The remaining anchors used category-level descriptive terms referencing the site’s niche and target market. No aggressive exact-match keyword anchors were used. As noted in the Strategy section, the team advised against the client’s request to increase exact-match usage, keeping those to a minimum given the niche’s elevated overoptimization risk.

Target Page Distribution
Nine out of ten guest post links pointed to the homepage. Inner page targeting was introduced only in the most recent building cycle, after four months of sustained homepage-focused authority building.
This ratio will shift going forward – the team recommended moving toward a roughly even homepage-to-inner-page split now that the site has demonstrated consistent growth. But for the period covered by this case study, the priority was stacking domain-level authority first.

Social signals from the March cycle were directed to a priority inner page identified by the client, adding an early off-page signal to that URL ahead of more sustained inner page targeting in future months.
Analysis & Takeaways
Five months and roughly $2,700 in total link spend produced a site that went from invisible to generating 2,100+ organic visits per month.
For a restricted niche with premium link pricing and limited link type options, that’s a strong return – especially considering the campaign is still in its early stages.
What stands out about this particular campaign is how much of the work was about restraint rather than aggression.
The client came in wanting exact-match anchors and links spread across five inner pages. The team’s job was partly to slow that down – keep the anchors conservative, keep the targeting focused, let the foundation set before building on it.
The results suggest that discipline paid off.

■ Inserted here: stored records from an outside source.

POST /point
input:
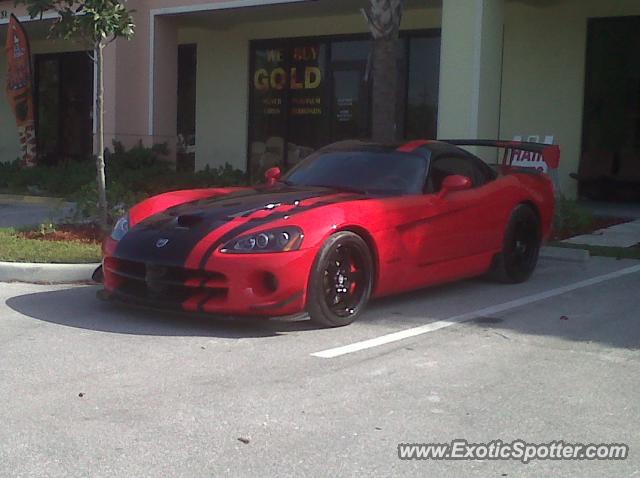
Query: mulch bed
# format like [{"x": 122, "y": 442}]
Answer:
[{"x": 85, "y": 233}]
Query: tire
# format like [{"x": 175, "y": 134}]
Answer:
[
  {"x": 520, "y": 248},
  {"x": 341, "y": 280}
]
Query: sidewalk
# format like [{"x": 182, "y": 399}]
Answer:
[{"x": 621, "y": 235}]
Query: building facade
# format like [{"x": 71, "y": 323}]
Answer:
[{"x": 255, "y": 83}]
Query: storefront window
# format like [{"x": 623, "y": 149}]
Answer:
[
  {"x": 307, "y": 112},
  {"x": 306, "y": 93},
  {"x": 268, "y": 109},
  {"x": 422, "y": 87}
]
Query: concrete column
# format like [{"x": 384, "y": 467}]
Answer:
[
  {"x": 470, "y": 69},
  {"x": 165, "y": 83}
]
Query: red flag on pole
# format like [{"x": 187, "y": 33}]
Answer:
[{"x": 19, "y": 88}]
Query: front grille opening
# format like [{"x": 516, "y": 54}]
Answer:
[{"x": 166, "y": 284}]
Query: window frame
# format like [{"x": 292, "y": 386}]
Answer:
[{"x": 480, "y": 169}]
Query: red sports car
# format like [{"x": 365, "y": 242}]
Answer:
[{"x": 352, "y": 221}]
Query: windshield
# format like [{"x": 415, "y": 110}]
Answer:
[{"x": 362, "y": 171}]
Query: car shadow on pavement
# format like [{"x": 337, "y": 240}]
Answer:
[{"x": 78, "y": 307}]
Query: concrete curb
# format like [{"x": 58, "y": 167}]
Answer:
[
  {"x": 17, "y": 198},
  {"x": 565, "y": 254},
  {"x": 45, "y": 273}
]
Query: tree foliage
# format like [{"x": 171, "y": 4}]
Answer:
[
  {"x": 94, "y": 21},
  {"x": 383, "y": 18},
  {"x": 97, "y": 23}
]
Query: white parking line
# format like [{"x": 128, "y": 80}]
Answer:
[{"x": 441, "y": 324}]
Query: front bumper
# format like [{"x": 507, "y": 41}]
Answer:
[{"x": 269, "y": 285}]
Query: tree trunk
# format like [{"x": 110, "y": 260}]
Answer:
[
  {"x": 385, "y": 92},
  {"x": 383, "y": 18},
  {"x": 102, "y": 188}
]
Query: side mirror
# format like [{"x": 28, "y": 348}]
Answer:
[
  {"x": 272, "y": 175},
  {"x": 455, "y": 182}
]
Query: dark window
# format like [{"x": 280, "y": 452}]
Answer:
[
  {"x": 186, "y": 121},
  {"x": 371, "y": 172},
  {"x": 610, "y": 160},
  {"x": 468, "y": 166},
  {"x": 422, "y": 87},
  {"x": 351, "y": 94},
  {"x": 64, "y": 99}
]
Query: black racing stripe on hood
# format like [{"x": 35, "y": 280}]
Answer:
[
  {"x": 252, "y": 223},
  {"x": 203, "y": 216}
]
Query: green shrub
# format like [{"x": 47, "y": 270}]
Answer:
[
  {"x": 570, "y": 216},
  {"x": 140, "y": 172}
]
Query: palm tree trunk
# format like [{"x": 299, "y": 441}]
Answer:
[
  {"x": 102, "y": 188},
  {"x": 385, "y": 79},
  {"x": 383, "y": 18}
]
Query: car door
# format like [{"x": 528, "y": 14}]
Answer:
[{"x": 459, "y": 225}]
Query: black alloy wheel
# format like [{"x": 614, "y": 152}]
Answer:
[{"x": 341, "y": 280}]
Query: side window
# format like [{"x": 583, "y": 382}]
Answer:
[{"x": 444, "y": 166}]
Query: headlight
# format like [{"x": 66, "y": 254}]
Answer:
[
  {"x": 274, "y": 240},
  {"x": 121, "y": 228}
]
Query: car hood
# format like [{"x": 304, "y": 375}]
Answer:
[{"x": 171, "y": 236}]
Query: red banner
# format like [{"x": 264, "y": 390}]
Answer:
[{"x": 19, "y": 88}]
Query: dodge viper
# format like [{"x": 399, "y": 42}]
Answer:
[{"x": 350, "y": 222}]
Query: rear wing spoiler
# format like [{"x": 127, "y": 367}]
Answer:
[{"x": 519, "y": 153}]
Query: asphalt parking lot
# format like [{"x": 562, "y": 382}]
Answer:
[{"x": 93, "y": 389}]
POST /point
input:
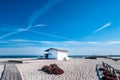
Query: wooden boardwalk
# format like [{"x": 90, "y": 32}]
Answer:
[{"x": 11, "y": 73}]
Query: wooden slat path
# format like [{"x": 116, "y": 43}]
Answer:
[{"x": 11, "y": 73}]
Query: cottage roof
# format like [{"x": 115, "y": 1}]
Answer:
[{"x": 56, "y": 50}]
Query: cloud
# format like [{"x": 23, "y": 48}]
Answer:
[
  {"x": 48, "y": 34},
  {"x": 3, "y": 42},
  {"x": 105, "y": 26},
  {"x": 114, "y": 42},
  {"x": 51, "y": 43},
  {"x": 41, "y": 11},
  {"x": 20, "y": 40},
  {"x": 33, "y": 17},
  {"x": 38, "y": 25}
]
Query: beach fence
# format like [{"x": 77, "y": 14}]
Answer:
[{"x": 107, "y": 72}]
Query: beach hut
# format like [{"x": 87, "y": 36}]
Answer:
[{"x": 53, "y": 53}]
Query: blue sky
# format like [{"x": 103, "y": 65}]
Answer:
[{"x": 80, "y": 26}]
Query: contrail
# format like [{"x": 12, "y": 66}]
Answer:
[
  {"x": 105, "y": 26},
  {"x": 9, "y": 34},
  {"x": 47, "y": 34},
  {"x": 39, "y": 12},
  {"x": 33, "y": 17}
]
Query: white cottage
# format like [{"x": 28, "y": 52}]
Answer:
[{"x": 56, "y": 54}]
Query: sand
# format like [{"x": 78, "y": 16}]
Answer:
[{"x": 75, "y": 69}]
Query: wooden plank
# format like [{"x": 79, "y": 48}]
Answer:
[{"x": 11, "y": 73}]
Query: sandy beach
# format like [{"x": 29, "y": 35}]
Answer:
[{"x": 74, "y": 69}]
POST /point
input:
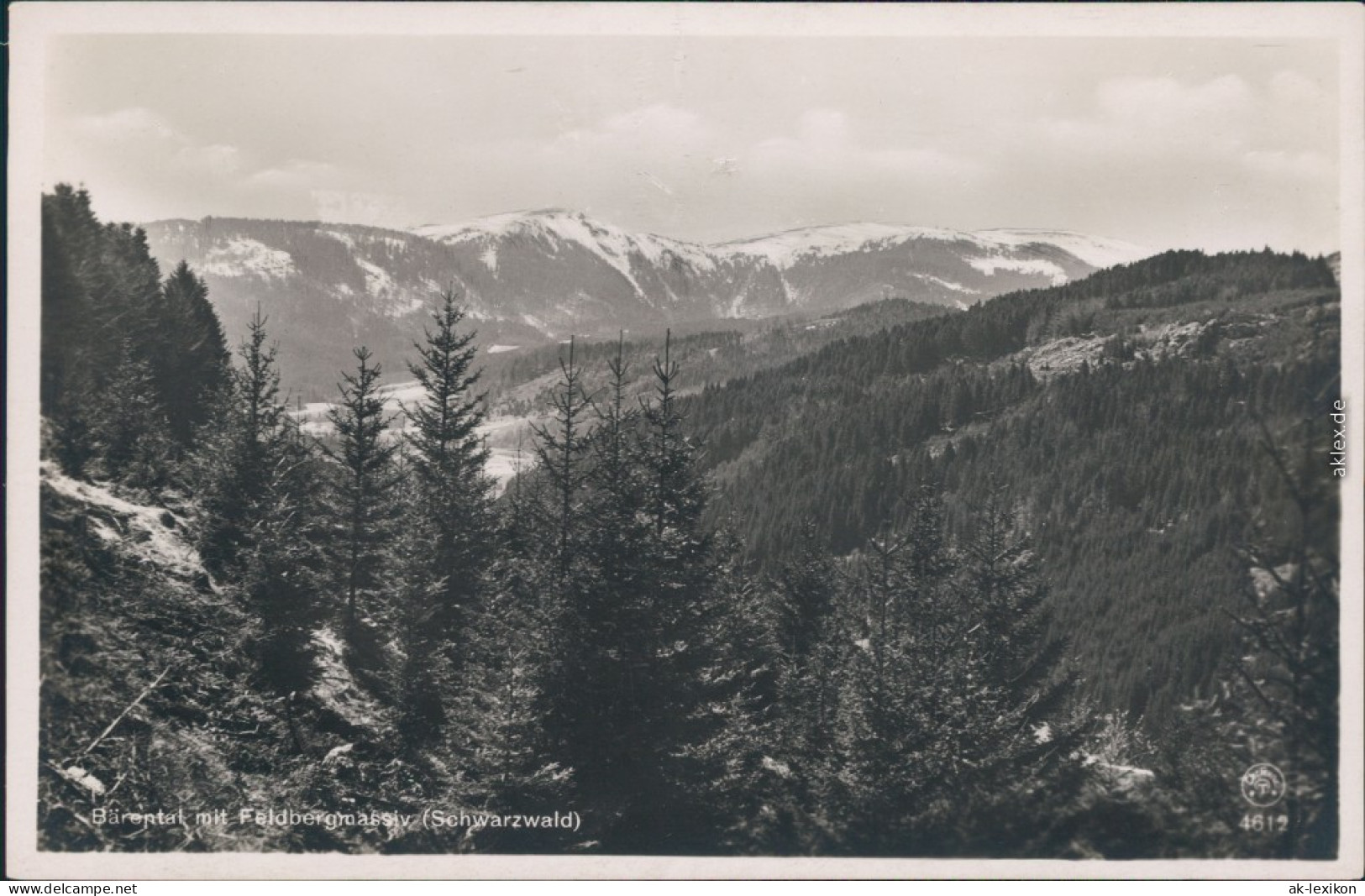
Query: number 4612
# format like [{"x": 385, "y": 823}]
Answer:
[{"x": 1270, "y": 824}]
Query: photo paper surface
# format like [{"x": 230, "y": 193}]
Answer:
[{"x": 687, "y": 441}]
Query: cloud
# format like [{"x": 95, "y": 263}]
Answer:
[
  {"x": 1304, "y": 165},
  {"x": 139, "y": 133},
  {"x": 1161, "y": 116},
  {"x": 825, "y": 148}
]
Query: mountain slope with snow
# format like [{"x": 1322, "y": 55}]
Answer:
[{"x": 530, "y": 277}]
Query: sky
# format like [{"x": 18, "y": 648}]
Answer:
[{"x": 1210, "y": 144}]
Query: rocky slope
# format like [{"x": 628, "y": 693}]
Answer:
[{"x": 539, "y": 275}]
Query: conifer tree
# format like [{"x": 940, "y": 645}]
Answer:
[
  {"x": 260, "y": 485},
  {"x": 192, "y": 359},
  {"x": 240, "y": 460},
  {"x": 360, "y": 500},
  {"x": 130, "y": 432},
  {"x": 448, "y": 460},
  {"x": 561, "y": 449}
]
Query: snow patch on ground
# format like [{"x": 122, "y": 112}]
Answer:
[
  {"x": 336, "y": 688},
  {"x": 377, "y": 281},
  {"x": 144, "y": 529},
  {"x": 786, "y": 249},
  {"x": 1063, "y": 355},
  {"x": 1094, "y": 250},
  {"x": 244, "y": 257},
  {"x": 991, "y": 264},
  {"x": 948, "y": 284}
]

The site’s growth accelerated fastest in the months after the higher-authority placements were layered onto an already-clean branded profile, not when links were being spread thin across multiple targets.

The spam backlink cleanup running in parallel with the campaign created an unusual reporting dynamic.
A reader comparing October 2025 to March 2026 would see 147 fewer referring domains and zero DR movement – and might conclude nothing happened. The traffic and keyword charts tell the opposite story.
This is a useful reminder that backlink profile metrics and actual SEO performance can diverge significantly, especially when a site enters a campaign with an artificially inflated baseline.
The client’s engagement level was also a factor worth noting. Budget increases, updated keyword priority files, strategic questions, willingness to take advice on anchor restraint – this is the kind of collaboration that allows a managed campaign to adapt in real time rather than running on autopilot.
Conclusion
This was a campaign that started behind – a spam-filled backlink profile, a restricted niche with limited and expensive link options, and a four-month delay before building began. Five months and nine guest posts later, the site is generating consistent organic traffic in its target market and ranking for keywords it had no visibility on at the start.
The backlink profile is now smaller but substantially more legitimate than it was in October 2025. That’s a trade worth making. The referring domain count will likely continue to decline as Ahrefs cleans out remaining spam, but the links that are there now are real – contextual placements on sites with actual metrics and traffic, pointed at the right pages with clean anchors.
Inner page targeting has just begun, and the client has shown a pattern of increasing budget as results materialize. Both of those create room for the next phase of the campaign to build on what’s already working.